Pesantren Persatuan Islam (Persis) 19 Bentar kembali melaksanakan kegiatan Madrasah Asatidz sebagai salah satu program peningkatan kapasitas sumber daya manusia (SDM). Kegiatan ini merupakan bagian dari upaya pengembangan kompetensi para guru yang berlangsung pada semester pertama tahun ajaran ini. Program tersebut telah dilaksanakan sebanyak tiga kali pada semester satu dan rencananya akan kembali dilanjutkan pada semester dua mendatang.
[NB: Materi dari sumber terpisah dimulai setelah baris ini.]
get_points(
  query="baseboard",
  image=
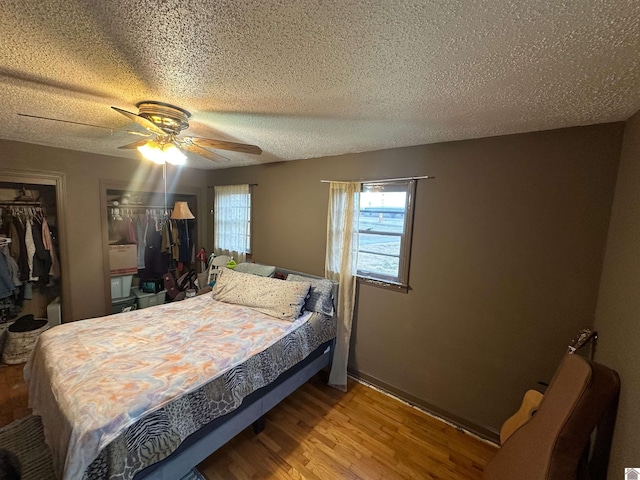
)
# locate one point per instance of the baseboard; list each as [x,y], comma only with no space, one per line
[483,433]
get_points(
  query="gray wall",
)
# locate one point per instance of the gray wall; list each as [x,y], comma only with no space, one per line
[508,245]
[83,233]
[618,312]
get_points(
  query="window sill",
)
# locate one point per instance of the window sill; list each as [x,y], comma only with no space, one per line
[396,287]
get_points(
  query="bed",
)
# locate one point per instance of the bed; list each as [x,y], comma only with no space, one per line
[151,393]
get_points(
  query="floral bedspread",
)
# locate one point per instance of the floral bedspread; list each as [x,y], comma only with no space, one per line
[121,392]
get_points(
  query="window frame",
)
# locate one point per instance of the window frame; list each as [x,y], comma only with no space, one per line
[249,220]
[401,282]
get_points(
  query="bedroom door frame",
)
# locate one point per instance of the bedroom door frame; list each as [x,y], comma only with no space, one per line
[59,181]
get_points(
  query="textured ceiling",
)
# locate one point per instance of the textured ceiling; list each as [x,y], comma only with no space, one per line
[312,78]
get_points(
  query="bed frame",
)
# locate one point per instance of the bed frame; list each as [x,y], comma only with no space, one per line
[254,407]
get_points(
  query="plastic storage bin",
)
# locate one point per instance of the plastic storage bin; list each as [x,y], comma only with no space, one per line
[145,300]
[123,304]
[121,286]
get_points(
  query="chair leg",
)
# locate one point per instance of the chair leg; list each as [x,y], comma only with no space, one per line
[599,463]
[258,425]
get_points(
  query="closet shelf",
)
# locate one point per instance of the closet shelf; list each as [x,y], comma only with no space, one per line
[19,203]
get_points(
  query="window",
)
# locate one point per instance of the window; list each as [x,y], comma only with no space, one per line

Kegiatan Madrasah Asatidz ini menghadirkan pemateri Ustadz Iwan Ridwan, S.Ag., M.Pd.I., yang saat ini menjabat sebagai Bidang Pendidikan PD Persis Garut sekaligus Pengawas Madrasah Kementerian Agama Garut. Pemilihan beliau sebagai pemateri didasarkan pada kompetensi dan keahliannya dalam bidang administrasi pendidikan, penyusunan kurikulum, serta pemahaman mendalam mengenai Kurikulum Merdeka yang saat ini diterapkan secara nasional.
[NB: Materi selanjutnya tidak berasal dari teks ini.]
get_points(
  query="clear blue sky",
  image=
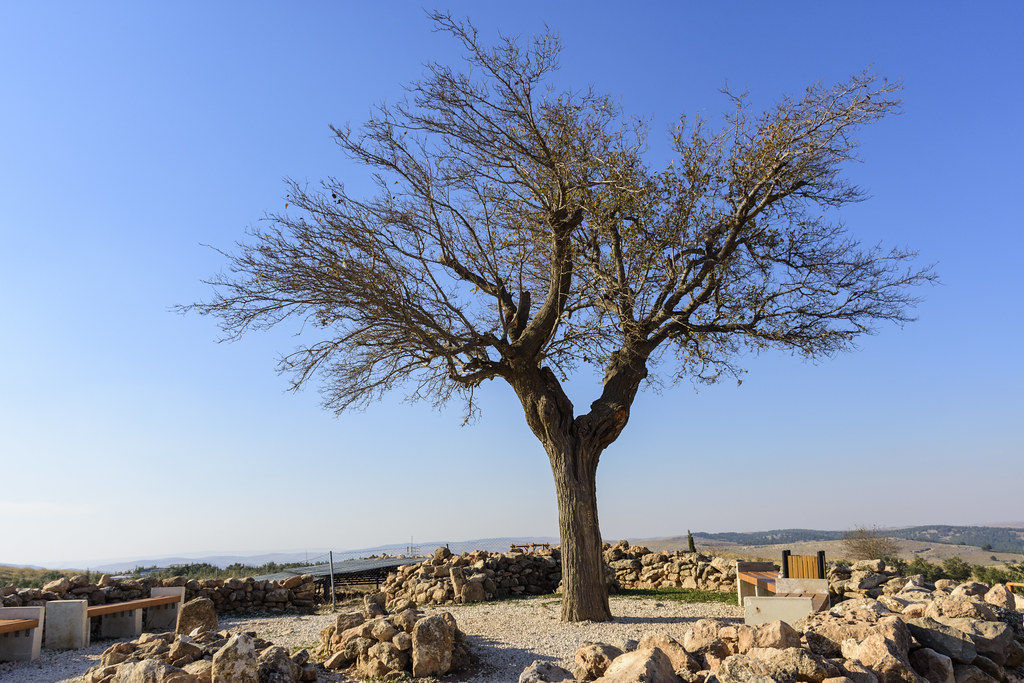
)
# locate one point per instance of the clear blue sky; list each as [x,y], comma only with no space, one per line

Pada pertemuan ketiga, yang dilaksanakan pada Kamis, 20 November 2025, tema utama yang dibahas adalah Bimbingan Teknis Penyusunan Kisi-Kisi Soal dan Pembuatan Soal Berbasis Kurikulum Merdeka. Materi ini disampaikan agar para guru memahami pentingnya perencanaan dalam penyusunan asesmen, termasuk penyelarasan antara tujuan pembelajaran dan instrumen evaluasi. Hal ini dinilai penting mengingat para guru akan menghadapi Assessment Akhir Semester dalam waktu dekat.
Menurut Fajar Azhari selaku bidang SDM Pesantren Persis 19 Bentar, kegiatan ini bertujuan untuk meningkatkan kompetensi pendidik sesuai empat kompetensi guru yang tercantum dalam Undang-Undang Guru, yaitu kompetensi pedagogik, profesional, sosial, dan kepribadian. Ia menegaskan bahwa seorang pendidik tidak hanya wajib mengajar, tetapi juga harus mampu merencanakan asesmen, menjalankan evaluasi, dan memahami perkembangan peserta didik secara komprehensif. Di akhir wawancara, Fajar menyampaikan harapannya agar Madrasah Asatidz mampu meningkatkan mutu pembelajaran di Pesantren Persis 19 Bentar. Dengan peningkatan kompetensi guru, ia optimis kualitas pendidikan di pesantren akan semakin maju serta mampu melahirkan generasi berakhlak mulia, cerdas, berilmu, dan mampu mengamalkan ilmu yang diperoleh sebagai bekal masa depan.